Song Meaning
The narrator is caught in a moment of profound detachment, ready to abandon everything for the open road. The lyrics paint a picture of someone surveying a world full of attractive possibilities – "pretty faces," "pretty places," "pretty girls," and "pretty things" – yet finding none compelling enough to stay. This isn't a celebration of wanderlust, but a stark declaration of an overwhelming urge to escape, to simply "slip away."
This intense desire for departure is fixated on a singular mode of transport: the train. The repetition of "on a train" acts like a mantra, a rhythmic insistence that grounds the narrator's abstract yearning in a concrete image. It suggests a desire for motion, for a journey that is inherently about leaving things behind rather than arriving somewhere specific. The train becomes the ultimate symbol of this detachment, a vehicle that facilitates the act of disengagement.

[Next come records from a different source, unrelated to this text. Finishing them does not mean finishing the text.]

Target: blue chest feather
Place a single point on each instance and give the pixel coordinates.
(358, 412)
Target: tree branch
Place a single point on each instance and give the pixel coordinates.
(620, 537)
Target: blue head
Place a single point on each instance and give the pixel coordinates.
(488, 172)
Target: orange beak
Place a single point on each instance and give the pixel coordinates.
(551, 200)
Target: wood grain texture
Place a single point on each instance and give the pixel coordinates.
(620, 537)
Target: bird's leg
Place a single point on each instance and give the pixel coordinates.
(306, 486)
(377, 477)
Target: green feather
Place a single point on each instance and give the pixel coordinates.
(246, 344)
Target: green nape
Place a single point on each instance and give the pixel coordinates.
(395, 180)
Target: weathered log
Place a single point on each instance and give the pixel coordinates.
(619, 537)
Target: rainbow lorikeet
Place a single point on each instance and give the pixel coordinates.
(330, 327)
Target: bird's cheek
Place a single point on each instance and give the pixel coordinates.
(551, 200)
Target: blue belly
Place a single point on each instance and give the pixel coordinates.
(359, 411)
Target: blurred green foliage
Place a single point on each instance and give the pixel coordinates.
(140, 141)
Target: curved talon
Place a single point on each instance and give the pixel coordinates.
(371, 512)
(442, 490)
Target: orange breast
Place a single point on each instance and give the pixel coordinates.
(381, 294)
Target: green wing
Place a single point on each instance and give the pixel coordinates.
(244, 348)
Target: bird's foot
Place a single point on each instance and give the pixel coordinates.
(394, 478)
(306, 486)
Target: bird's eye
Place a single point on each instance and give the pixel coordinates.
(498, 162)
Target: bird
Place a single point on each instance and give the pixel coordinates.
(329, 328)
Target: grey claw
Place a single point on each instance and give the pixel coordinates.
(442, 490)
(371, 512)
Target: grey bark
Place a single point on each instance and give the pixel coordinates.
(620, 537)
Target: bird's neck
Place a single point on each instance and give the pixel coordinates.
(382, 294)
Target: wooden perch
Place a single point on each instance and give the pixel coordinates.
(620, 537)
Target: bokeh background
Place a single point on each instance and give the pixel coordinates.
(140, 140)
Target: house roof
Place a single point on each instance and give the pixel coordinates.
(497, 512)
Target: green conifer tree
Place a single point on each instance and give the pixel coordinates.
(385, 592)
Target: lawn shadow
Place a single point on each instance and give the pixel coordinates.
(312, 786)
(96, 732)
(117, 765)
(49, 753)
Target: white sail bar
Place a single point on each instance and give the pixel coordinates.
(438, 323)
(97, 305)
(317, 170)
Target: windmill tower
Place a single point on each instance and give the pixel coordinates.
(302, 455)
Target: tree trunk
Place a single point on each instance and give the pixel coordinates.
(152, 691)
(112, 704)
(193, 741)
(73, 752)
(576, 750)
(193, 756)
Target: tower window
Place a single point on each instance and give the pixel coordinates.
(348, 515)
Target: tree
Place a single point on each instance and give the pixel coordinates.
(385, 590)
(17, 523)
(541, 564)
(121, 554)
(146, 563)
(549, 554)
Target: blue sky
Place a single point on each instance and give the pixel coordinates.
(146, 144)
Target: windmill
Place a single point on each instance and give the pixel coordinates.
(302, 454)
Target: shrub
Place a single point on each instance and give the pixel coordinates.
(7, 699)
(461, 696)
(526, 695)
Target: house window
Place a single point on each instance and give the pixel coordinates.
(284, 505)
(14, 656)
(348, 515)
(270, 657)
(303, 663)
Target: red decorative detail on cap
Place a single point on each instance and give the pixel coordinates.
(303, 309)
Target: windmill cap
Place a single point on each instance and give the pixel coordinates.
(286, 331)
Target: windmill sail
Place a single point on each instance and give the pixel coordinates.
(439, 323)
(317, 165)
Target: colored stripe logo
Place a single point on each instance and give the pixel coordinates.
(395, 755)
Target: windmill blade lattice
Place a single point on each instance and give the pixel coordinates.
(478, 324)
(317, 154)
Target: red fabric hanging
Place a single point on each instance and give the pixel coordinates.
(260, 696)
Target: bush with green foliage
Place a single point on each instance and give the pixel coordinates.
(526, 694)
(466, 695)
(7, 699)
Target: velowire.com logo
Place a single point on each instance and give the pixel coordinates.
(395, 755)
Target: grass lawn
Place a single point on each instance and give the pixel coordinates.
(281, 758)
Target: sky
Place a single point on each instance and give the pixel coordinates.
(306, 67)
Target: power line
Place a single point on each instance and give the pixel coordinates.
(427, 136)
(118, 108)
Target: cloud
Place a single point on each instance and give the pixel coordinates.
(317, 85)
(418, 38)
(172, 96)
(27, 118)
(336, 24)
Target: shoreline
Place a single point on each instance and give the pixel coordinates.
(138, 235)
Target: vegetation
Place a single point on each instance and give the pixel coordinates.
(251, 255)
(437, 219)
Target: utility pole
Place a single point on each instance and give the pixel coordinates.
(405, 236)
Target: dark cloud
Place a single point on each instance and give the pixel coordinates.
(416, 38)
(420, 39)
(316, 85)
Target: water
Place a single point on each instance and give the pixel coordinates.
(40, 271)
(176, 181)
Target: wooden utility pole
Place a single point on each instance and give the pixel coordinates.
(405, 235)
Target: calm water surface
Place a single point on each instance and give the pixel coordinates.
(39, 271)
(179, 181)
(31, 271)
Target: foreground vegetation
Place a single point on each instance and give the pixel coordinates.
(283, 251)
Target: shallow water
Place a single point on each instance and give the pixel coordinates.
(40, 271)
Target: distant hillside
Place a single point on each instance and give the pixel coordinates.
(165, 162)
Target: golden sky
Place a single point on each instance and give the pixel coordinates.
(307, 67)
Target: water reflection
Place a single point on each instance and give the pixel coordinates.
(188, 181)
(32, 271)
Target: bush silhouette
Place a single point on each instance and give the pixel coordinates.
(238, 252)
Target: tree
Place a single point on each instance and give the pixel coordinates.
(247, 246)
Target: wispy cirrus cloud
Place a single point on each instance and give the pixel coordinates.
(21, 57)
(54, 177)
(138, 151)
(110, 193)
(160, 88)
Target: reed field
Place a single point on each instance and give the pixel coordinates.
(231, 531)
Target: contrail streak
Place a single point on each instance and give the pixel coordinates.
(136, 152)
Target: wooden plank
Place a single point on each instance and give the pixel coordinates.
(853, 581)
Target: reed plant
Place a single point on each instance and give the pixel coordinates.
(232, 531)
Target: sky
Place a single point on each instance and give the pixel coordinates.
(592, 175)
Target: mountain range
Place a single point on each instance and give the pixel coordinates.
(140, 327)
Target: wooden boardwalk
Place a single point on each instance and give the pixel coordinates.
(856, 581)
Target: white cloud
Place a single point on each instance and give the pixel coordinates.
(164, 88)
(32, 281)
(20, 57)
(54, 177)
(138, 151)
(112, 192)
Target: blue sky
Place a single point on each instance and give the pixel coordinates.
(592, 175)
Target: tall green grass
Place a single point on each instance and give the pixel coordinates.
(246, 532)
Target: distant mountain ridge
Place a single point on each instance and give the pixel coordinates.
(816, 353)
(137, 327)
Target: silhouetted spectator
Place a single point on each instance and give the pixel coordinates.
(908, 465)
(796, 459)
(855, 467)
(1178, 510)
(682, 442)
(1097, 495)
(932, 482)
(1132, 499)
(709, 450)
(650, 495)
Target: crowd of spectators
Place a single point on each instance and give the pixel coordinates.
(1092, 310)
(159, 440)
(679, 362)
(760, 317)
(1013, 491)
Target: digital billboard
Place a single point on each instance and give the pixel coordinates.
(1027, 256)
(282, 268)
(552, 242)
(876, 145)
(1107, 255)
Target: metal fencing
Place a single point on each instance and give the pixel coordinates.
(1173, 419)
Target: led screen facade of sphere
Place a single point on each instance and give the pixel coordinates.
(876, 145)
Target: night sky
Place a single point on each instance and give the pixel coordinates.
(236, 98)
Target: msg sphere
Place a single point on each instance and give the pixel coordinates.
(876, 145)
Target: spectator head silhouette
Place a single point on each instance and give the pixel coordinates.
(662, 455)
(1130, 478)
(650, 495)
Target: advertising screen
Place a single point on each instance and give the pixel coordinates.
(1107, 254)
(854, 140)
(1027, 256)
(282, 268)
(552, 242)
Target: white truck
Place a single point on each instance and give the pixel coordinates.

The craft here hinges on a consistent, almost hypnotic, structure of negation and affirmation. Each verse begins by listing desirable things only to dismiss them, culminating in the resolute choice of the train. The phrase "There isn't one I wouldn't leave behind" is particularly striking, flipping a double negative to emphasize the totality of the narrator's willingness to depart. This deliberate phrasing underscores the depth of their resolve to be anywhere but where they are.
Ultimately, the lyrics resonate because they capture a universal feeling of wanting to escape the complexities and obligations of life, even when those complexities are presented as attractive. The train offers a fantasy of simple, unburdened movement, a way to erase the present and embrace an unknown future. It’s the ultimate act of stepping out of frame, leaving the "pretty" world behind for the pure, unadulterated act of going.